Karsten Xuereb Tuesday, 29 August 2017, 11:21 Last update: about 7 years ago

Next year promises to provide an interesting opportunity for cultural exchange across Europe. Citizens of the EU often look at their continental home as a political unit that is beleaguered by economic, financial and social matters that circumscribe European affairs to areas of bureaucracy, lack of efficiency and ensuing criticism. It will be worth researching whether the Maltese Presidency of the Council of the EU, recently concluded, will have contributed to a change in perspective in that regard. Valletta 2018: European Capital of Culture provides Malta with another opportunity to address European dialogue with citizens, this time by focusing on the international dimension of our capital city and the rest of the Islands through cultural collaboration, bridge-building and networking. However, there is yet another framework available to Malta, and this is the designation by the European institutions of 2018 as the European Year of Cultural Heritage. 


As described by the European Commission, who is managing the programme through its Creative Europe funding scheme, this year will allow European citizens to address their cultural practices in ways that appreciate their present-day value in relation to their significance in local as well as European contexts. What makes us European today derives from what Amin Maalouf, in On Identity (2000), describes as our vertical heritage, namely those practices, customs and conventions that have contributed, over decades and centuries, toward our identities. On the other hand, our identities are not fixed and static, but thrive on challenges that encourage us to change, adapt and innovate ourselves in relation to others. This second strand is described by Maalouf as the horizontal heritage, that is all the influences and relationships that contribute towards the development of a heritage that is not fossilized and prone to nostalgia, but alive and forward-looking. The European Commission confirms this approach by encouraging applicants to funds available for the European Year of Cultural Heritage to consider proposing projects, of both tangible and intangible natures, that perceive contemporary practice as the heritage of the future. 

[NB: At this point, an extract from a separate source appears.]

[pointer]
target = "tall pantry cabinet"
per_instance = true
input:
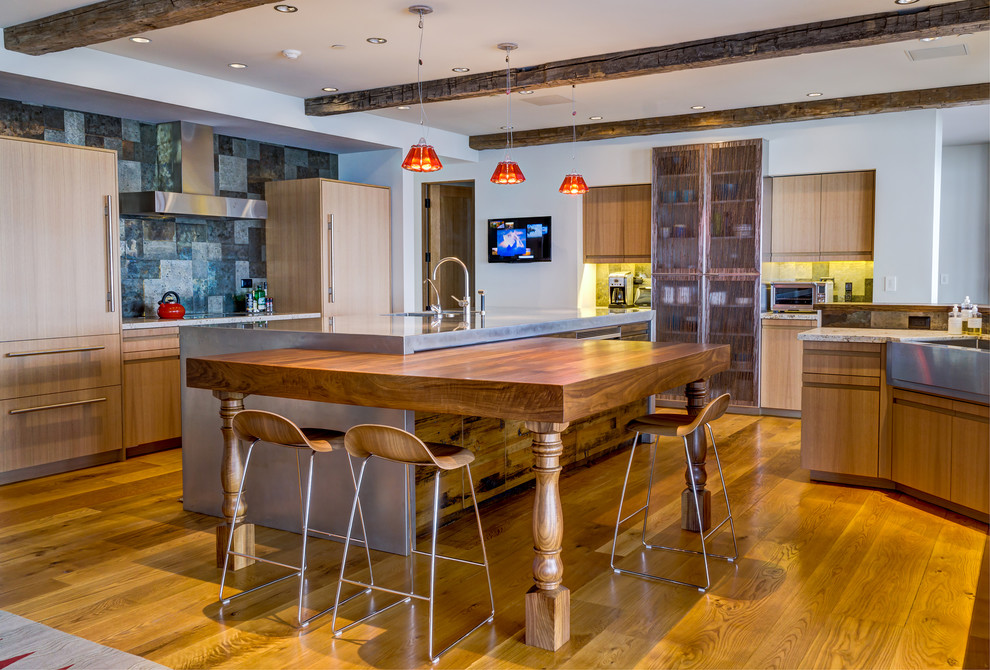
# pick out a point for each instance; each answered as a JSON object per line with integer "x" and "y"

In this light, it was encouraging to read the Comment by the Deputy OPM Chief of Staff of Government in this paper (18 August, 'It's festa time') paying due attention to the potential of this year to Malta with particular reference made to the value of the protection of the Maltese festa tradition. It would be even more exciting and meaningful to ask oneself what one is aiming to achieve by engaging in such an action beyond the protective element, and do so by addressing the question of what is one celebrating when promoting festi. A tradition that is maintained as is risks being fossilized, and next year could be used as an opportunity to debate the value of our traditional means of cultural expression and which way we wish them to go. Bigger and louder celebrations may gain in attractiveness in the short-term, but lead to the negative social spillovers, in terms of noise pollution and accessibility, as we experience from year to year. Social issues as raised by the Archbishop of Malta in relation to festi are also of concern, and should be part of a holistic approach towards addressing the relevance of celebrations to contemporary society. 

To conclude, the year ahead of us allows us to develop a more intimate cultural relationship with the rest of Europe, and seek ways to look for commonalities and expand communities, rather than engage in nationalistic exercises that seek to distinguish the citizens of and on Malta from others. It would be a pity were 2018 to celebrate communitarianism, in the distinguishing, divising way explained by François Jullien in Il n'y a pas d'identité culturelle (2016) rather than as a way of identifying our shared heritage with the rest of Europe and even the Mediterranean. A wide-angled, inclusive approach may allow for a more open attitude toward cultural dialogue and explore ways of rebuilding a common future.


Dr Karsten Xuereb is a researcher of cultural policy and relations.